But all this puts the cart before the horse. Instead of worrying about how to keep people well, it fixes on the question of how people should be treated when they are sick. Derek Wanless, the former head of NatWest bank, has estimated for the Treasury that failure to give priority to prevention could cost an additional £30bn a year by 2020.

Many of the illnesses that cost the NHS dear are avoidable. Heart disease, arthritis, asthma, bronchitis and other respiratory diseases, diabetes and other effects of obesity could, in most cases, be prevented. The prize would be immense: longer years of higher quality life for millions of people; a significant reduction in demand for the NHS, so that it can cope better with treating and caring for the unavoidably sick, and a great chunk out of the taxpayer's bill.

Last February, Mr Reid appeared to take note of the Wanless warnings. He announced an intention to make the NHS "a health service not a sickness service", with an ambitious round of public consultations and a White Paper later in the year. Major health risks like smoking and obesity, and the Government's interest in tackling them, began to make headlines.

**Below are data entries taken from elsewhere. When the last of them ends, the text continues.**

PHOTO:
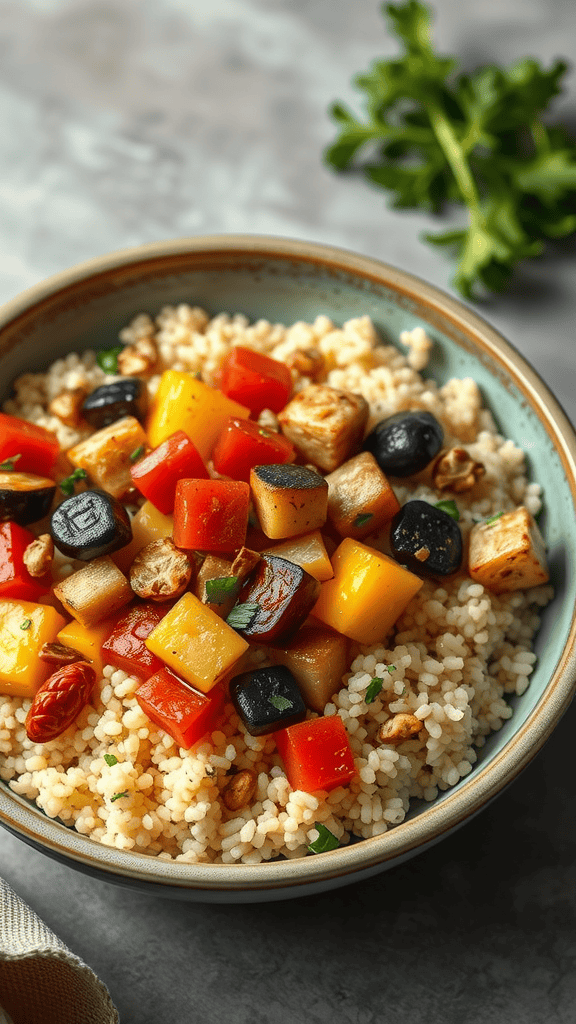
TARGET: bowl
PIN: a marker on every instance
(285, 281)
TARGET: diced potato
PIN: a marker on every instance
(107, 455)
(307, 551)
(318, 658)
(288, 500)
(196, 643)
(25, 628)
(94, 592)
(367, 595)
(325, 424)
(507, 553)
(183, 402)
(360, 497)
(87, 640)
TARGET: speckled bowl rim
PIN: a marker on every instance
(361, 859)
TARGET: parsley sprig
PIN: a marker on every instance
(446, 137)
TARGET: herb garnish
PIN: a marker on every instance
(220, 589)
(68, 484)
(326, 840)
(444, 137)
(242, 615)
(450, 508)
(9, 463)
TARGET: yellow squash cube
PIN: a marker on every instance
(196, 643)
(25, 628)
(183, 402)
(368, 593)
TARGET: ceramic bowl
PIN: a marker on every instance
(285, 281)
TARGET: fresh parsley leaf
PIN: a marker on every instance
(450, 508)
(326, 840)
(434, 135)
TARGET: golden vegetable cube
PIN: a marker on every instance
(288, 500)
(25, 628)
(94, 592)
(107, 455)
(196, 643)
(360, 497)
(183, 402)
(507, 553)
(325, 424)
(367, 595)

However, keeping a focus on health, rather than health care, requires a massive and sustained effort. It implies a challenge to powerful interests within the NHS, where status, job satisfaction and income derive more from making people better rather than keeping them well.

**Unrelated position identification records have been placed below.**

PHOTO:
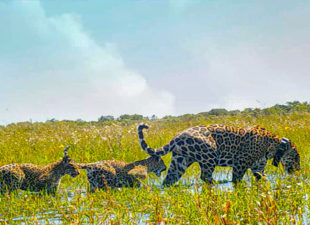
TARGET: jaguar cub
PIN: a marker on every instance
(227, 146)
(118, 174)
(36, 178)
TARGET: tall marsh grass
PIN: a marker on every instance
(278, 199)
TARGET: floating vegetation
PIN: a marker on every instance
(277, 199)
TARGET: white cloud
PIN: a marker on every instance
(58, 71)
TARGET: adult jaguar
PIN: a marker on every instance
(26, 176)
(227, 146)
(117, 174)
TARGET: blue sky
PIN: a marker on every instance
(82, 59)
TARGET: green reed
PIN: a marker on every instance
(278, 199)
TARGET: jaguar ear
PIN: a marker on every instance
(282, 148)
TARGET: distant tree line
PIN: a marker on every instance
(289, 107)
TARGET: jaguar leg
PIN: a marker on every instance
(206, 173)
(238, 173)
(176, 169)
(258, 169)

It calls for a more subtle and demanding political quest than "reforming the NHS" and "promoting patient choice". It is about orchestrating a relationship between health services, local government, employers, voluntary organisations, individuals and community groups, to tackle the causes of illness and promote the means to better health - not just now, but over five, 10, even 20 years.

Sadly, since last week's launch of the new NHS plan, the talk has reverted to waiting times, commissioning budgets, hospitals and service delivery. Ministers may argue that public health policies are in the pipeline, and we should wait for the promised White Paper this autumn. But policies on health and health care cannot be developed in isolation from each other. Giving higher priority to preventing illness would mean changing the character of the NHS and transforming the way health services are organised.

Take the first point of contact between the individual and the health service. Usually it goes like this: you feel ill, you go to the doctor, you get advice, and maybe a prescription, and off you go again until next time you feel ill.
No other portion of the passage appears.